Accuracy for Random Forest:  0.8375
Precision for Random Forest:  0.8554421768707483
Recall for Random Forest:  0.8205546492659054
F1 Score for Random Forest:  0.8376353039134055


In [None]:
from sklearn.metrics import accuracy_score, precision_score, recall_score, f1_score

# Initialize the XGBoost classifier with best parameters
xgb_classifier = XGBClassifier(n_estimators=25, learning_rate=0.1, max_depth=7, random_state=42)

# Fit the XGBoost classifier to the training data
xgb_classifier.fit(X_train, y_train)

# Make predictions on the test data
y_pred_xgb = xgb_classifier.predict(X_test)

# Calculate evaluation metrics
accuracy_xgb = accuracy_score(y_test, y_pred_xgb)
precision_xgb = precision_score(y_test, y_pred_xgb)
recall_xgb = recall_score(y_test, y_pred_xgb)
f1_score_xgb = f1_score(y_test, y_pred_xgb)

# Print the evaluation metrics for XGBoost
print("Accuracy for XGBoost: ", accuracy_xgb)
print("Precision for XGBoost: ", precision_xgb)
print("Recall for XGBoost: ", recall_xgb)
print("F1 Score for XGBoost: ", f1_score_xgb)


Accuracy for XGBoost:  0.79
Precision for XGBoost:  0.7604617604617605
Recall for XGBoost:  0.8597063621533442
F1 Score for XGBoost:  0.8070444104134762


Based on the evaluation metrics, it can be observed that Random Forest outperformed XGBoost in terms of accuracy, precision, and F1 score, while XGBoost performed better in terms of recall.

Accuracy: Random Forest achieved an accuracy of 0.8375, while XGBoost achieved an accuracy of 0.79. This means that Random Forest correctly predicted the sentiment of movie reviews with higher accuracy compared to XGBoost.

Precision: Random Forest achieved a precision of 0.8554, while XGBoost achieved a precision of 0.7605. Precision measures the ability of a model to correctly predict positive or negative sentiment.

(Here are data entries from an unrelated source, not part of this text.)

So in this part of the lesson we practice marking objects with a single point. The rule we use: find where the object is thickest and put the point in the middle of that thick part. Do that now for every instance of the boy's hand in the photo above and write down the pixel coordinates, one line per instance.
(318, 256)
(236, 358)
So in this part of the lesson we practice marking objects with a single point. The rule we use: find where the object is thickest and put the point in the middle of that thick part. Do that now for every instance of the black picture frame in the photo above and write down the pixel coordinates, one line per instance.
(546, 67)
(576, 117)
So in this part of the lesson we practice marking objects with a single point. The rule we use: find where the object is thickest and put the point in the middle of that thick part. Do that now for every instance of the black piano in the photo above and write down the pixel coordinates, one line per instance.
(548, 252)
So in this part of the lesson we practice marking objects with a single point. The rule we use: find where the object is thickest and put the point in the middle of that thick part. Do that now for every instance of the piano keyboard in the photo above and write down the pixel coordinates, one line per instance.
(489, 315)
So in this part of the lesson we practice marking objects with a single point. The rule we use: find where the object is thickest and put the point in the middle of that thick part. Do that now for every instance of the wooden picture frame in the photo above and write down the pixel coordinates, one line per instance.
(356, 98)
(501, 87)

A higher precision indicates that Random Forest made fewer false positive predictions compared to XGBoost.

Recall: Random Forest achieved a recall of 0.8206, while XGBoost achieved a recall of 0.8597. Recall measures the ability of a model to correctly identify all positive or negative sentiment instances. A higher recall indicates that XGBoost made fewer false negative predictions compared to Random Forest.

F1 Score: Random Forest achieved an F1 score of 0.8376, while XGBoost achieved an F1 score of 0.8070. Random Forest has a slightly higher F1 score compared to XGBoost.